またあの、にっこりの笑みを浮かべる。気になる言葉が多いよ、なに? 大勢の人とって。


「あ、そうそう。僕は無力だから力を求められても、何も出来ないからね」


 その言葉に、RPGの世界を思い出した。


「魔法使いは勇者じゃないって事ね」

「伊賀崎さん……」


 的を得た発言と思ったけど、外したみたい。あれ? しくった?

 なら、そうだ!


「預言者だったっけ」


 真面目に話しているつもりなのだが、より疲れさせてしまったみたい。ごめん、江里口くん。そんなつもりじゃなかったんだ。


「つまり、荒事や厄介ごとを持ってこられても、対処出来ないよってこと」

「おお」

「分かっている」


 代わりに明智くんが締めくくった。部外者じゃないのに、私が一番部外者な気持ち……。

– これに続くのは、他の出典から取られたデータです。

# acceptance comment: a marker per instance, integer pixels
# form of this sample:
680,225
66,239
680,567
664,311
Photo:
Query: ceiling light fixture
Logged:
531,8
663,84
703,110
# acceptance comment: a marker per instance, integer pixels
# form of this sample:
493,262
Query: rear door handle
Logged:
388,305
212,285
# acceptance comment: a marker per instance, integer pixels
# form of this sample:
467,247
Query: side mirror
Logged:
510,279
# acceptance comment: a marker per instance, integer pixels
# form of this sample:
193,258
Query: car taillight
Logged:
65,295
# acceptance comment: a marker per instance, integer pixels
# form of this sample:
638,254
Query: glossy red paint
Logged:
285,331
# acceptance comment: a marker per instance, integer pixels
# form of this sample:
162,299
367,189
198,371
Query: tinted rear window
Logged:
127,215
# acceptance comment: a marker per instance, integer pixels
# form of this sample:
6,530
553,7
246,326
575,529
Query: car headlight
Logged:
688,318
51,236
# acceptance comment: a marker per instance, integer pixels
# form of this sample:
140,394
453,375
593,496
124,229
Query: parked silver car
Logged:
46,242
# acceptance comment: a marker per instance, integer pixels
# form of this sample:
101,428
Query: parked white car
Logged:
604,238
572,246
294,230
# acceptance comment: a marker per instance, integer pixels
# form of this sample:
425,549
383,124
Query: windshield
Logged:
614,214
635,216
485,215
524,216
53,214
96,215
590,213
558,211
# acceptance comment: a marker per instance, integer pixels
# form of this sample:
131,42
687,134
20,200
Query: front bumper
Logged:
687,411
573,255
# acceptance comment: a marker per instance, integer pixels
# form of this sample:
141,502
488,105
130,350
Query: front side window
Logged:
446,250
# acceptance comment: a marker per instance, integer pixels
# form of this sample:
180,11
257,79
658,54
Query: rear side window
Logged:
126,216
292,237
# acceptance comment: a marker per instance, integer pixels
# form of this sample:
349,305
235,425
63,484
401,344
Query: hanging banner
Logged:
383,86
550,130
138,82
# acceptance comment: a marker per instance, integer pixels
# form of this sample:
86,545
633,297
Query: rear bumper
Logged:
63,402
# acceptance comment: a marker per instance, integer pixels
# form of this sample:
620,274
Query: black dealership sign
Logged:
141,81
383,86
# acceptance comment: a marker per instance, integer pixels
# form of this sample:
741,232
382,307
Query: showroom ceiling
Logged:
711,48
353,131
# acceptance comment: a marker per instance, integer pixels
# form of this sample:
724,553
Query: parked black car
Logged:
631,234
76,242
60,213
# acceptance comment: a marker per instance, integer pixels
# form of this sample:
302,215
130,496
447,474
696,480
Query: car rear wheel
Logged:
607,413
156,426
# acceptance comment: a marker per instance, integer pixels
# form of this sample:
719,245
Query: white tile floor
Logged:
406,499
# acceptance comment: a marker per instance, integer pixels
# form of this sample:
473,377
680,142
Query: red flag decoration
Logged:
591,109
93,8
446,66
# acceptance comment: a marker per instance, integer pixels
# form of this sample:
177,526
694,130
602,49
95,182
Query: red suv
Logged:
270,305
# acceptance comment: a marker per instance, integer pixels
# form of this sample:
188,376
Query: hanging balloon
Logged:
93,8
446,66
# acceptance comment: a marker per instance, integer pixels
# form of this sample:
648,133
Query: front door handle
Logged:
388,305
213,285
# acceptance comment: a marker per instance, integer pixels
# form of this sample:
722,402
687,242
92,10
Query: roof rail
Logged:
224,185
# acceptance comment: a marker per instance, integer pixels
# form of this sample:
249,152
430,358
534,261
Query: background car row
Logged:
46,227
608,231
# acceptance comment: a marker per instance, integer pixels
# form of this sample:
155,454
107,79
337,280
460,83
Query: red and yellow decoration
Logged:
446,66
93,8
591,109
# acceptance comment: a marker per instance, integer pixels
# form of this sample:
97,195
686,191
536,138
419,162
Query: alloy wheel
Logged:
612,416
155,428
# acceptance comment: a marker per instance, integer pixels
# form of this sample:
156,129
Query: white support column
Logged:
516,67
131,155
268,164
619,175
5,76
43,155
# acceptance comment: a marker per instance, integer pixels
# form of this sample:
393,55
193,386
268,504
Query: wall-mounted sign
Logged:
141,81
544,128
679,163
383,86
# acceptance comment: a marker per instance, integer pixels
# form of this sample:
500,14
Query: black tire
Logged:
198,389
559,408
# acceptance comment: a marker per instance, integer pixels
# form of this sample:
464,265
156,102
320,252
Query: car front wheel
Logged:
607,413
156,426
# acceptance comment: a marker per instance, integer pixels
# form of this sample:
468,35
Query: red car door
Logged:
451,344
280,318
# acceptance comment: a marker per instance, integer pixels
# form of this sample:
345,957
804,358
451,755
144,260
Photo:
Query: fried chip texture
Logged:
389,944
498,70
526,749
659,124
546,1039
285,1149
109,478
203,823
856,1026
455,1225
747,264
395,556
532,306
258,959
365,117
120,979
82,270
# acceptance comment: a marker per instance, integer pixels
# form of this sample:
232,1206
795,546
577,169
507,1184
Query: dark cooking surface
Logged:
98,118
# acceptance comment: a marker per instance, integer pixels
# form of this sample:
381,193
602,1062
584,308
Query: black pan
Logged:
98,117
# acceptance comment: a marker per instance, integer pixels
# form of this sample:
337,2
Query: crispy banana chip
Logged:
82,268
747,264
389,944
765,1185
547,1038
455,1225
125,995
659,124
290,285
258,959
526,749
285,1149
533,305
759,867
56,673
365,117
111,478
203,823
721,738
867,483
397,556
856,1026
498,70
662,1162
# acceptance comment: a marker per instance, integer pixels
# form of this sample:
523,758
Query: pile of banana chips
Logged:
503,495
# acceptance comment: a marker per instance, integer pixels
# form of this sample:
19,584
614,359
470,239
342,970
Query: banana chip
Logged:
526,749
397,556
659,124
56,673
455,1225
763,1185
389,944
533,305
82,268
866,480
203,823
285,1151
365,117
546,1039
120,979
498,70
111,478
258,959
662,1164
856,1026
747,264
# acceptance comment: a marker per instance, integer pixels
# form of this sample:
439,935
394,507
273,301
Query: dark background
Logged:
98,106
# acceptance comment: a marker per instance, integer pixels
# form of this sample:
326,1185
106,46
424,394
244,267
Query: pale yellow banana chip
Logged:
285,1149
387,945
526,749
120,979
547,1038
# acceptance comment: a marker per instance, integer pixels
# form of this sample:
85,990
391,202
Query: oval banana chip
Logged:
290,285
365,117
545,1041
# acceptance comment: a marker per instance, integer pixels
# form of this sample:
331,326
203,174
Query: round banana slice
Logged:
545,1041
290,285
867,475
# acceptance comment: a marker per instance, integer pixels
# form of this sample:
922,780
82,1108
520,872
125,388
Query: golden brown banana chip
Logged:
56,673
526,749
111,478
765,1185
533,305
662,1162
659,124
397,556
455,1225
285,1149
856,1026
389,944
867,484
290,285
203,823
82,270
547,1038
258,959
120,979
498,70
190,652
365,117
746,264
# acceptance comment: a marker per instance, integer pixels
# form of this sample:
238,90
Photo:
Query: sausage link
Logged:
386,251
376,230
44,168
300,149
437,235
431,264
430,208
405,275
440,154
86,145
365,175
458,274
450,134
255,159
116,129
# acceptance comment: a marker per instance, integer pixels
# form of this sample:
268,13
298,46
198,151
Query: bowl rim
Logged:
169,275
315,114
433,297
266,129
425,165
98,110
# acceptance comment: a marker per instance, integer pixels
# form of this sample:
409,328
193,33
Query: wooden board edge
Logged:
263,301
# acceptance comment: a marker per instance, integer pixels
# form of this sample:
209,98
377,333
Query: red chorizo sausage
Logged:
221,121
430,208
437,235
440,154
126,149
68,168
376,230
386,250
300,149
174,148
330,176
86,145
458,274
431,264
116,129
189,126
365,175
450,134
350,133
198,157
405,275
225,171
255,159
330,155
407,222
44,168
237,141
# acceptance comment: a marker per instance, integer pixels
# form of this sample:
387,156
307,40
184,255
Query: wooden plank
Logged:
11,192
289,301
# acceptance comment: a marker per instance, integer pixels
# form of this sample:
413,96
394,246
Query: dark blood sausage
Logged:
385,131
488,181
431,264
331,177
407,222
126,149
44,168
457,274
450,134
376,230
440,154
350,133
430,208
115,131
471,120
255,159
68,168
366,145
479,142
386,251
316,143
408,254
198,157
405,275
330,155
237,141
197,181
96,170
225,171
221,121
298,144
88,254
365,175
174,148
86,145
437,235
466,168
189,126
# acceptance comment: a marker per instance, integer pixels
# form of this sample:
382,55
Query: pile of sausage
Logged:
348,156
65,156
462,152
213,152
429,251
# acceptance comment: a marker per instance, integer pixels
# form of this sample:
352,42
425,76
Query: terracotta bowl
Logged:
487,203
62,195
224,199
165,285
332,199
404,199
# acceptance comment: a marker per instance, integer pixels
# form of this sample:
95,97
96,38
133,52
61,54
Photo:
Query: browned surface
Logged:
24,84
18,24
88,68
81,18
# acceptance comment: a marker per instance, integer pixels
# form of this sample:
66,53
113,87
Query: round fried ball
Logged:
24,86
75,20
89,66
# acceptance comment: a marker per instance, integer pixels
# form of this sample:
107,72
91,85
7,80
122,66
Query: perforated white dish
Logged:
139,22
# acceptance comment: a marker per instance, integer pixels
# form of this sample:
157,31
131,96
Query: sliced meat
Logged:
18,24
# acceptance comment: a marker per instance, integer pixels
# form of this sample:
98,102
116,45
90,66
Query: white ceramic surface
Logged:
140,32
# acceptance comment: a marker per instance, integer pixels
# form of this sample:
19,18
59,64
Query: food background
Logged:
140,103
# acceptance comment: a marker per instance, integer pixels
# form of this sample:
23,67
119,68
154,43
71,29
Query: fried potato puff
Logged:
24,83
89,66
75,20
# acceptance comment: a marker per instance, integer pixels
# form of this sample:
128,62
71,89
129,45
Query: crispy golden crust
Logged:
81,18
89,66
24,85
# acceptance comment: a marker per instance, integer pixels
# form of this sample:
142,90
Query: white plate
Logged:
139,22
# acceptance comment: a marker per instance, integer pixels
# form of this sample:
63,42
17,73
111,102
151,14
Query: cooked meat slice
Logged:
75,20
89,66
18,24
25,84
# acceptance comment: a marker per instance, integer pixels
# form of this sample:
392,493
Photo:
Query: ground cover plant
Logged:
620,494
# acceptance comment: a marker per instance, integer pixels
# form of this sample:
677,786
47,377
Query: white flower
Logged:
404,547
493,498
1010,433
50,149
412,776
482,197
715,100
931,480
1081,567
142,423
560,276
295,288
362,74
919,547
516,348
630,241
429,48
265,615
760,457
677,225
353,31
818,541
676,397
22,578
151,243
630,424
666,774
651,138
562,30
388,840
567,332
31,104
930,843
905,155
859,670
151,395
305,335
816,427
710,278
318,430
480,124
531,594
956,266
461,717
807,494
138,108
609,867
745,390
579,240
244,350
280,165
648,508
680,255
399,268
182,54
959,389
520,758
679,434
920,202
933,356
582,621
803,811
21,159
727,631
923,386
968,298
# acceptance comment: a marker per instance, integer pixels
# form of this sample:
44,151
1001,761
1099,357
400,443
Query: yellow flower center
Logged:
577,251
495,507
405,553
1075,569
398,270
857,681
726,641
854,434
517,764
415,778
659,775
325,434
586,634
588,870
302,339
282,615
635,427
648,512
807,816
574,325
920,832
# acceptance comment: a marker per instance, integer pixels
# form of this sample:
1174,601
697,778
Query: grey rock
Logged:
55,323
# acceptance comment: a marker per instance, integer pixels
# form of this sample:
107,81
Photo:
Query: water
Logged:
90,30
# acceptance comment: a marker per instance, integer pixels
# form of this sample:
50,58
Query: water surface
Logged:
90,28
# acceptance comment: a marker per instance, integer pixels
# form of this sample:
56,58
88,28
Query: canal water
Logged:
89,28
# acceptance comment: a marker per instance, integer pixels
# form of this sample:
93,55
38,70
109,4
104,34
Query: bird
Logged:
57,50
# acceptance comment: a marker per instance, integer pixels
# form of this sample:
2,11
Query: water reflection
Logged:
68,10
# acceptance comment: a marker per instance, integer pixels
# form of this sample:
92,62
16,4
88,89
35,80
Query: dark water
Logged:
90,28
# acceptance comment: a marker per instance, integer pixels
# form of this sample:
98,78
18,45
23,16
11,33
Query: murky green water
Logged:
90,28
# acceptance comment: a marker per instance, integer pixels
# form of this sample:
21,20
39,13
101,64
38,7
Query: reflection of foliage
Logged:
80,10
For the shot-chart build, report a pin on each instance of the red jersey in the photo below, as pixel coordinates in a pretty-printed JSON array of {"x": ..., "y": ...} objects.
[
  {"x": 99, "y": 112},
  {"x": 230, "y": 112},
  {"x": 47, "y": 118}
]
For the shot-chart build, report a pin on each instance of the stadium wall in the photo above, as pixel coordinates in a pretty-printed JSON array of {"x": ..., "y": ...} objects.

男と女の友情には隔たりがあるというけど、こんな気持ちかもしれない。

 江里口くんが氷室くんの頬を叩き、起こしにかかる。


「氷室、氷室、大丈夫?」

「……ん、あ?」


 氷室くんは盛大な伸びをすると、立ち上がった。


「なんだか体が鈍っている気がする」


 首を左右に傾げ、腕を軽く回す。


「最近疲れてるんだって、部活に期末試験に頑張ってるんだろう?」

「ああ、そうだ、英語を聞くと眠くなってきて……」


 前までの氷室くん、に見える。


「あれ? ここは?」

「みんなでカラオケに来たんだけど、曲を選びながらお前が眠ったから驚いているところさ」

「え、そうだっけ???」


 混乱している氷室くんに私もフォローしてみた。


「いきなりソファーから落ちたから、みんな心配したんだよ」

「え、寝落ちとか恥ずかしい」


 氷室くんが頬を押さえる。


「今日はもう帰ろう。またいずれ」


 明智くんが立ち上がる。


「せっかく来たのに?」


 何も覚えていないはずの氷室くんからブーイングが。……記憶の欠落ってもっとすごいものを想像していたんだけど。


「行こう」

「はいはい、分かったよ」


 マイクや荷物を纏める、明智くんが先に部屋を出ると氷室くんも渋々後を着いていく。いつもなら明智くんの後ろをすぐについていくのだが、氷室くんが動いたので待った。あと、江里口くんに1つ相談したいことがあったから。


「さ、伊賀崎さんも行こう」


 彼が扉から出ようとした時、そっと腕を引っ張った。


「どうしたの? まだ氷室が恐い?」


 心を常に読んでいない事が、今はっきりと分かる。

 私の心は今から聞きたい事、それで一杯なのだから。あまり遅いと二人が心配してここに戻るだろう。外に出たら明智くんと一緒に帰るし、彼は氷室くんと帰る。月曜にこの話をしても遅い。

 だから、今しかチャンスがない。そう思うと、つい焦ってしまう。


「氷室くんはノートを持ってないかな?」

「ノート? なんの?」


 私は慌てながら喋った。


「記憶を書いたノート、ほら、考えをまとめる為にも書いたりしない?」


 私のように。


「ノートじゃなくても、パソコンや何かにゲームの情報を書いてないかな?」


 もしそれを読んでしまって、記憶の補完が出来てしまったら……。江里口くんの記憶を取るものが、どういうものかは分からない、けど危険なものは排除した方がいいに決まっている。

 ちゃんと伝えられているかな?

 必死に捲くし立てて話していると、ポンポンと肩を叩かれた。


「大丈夫。これから一緒に氷室の家に行くから。座敷牢の鍵も欲しいし」

「え」


 座敷牢の鍵? 何に使うんだろう。


「それより、明智くんがこれから離れていくから、その対処方法を考えた方がいいよ」


 いきなり聞かされた預言者の言葉は、重かった。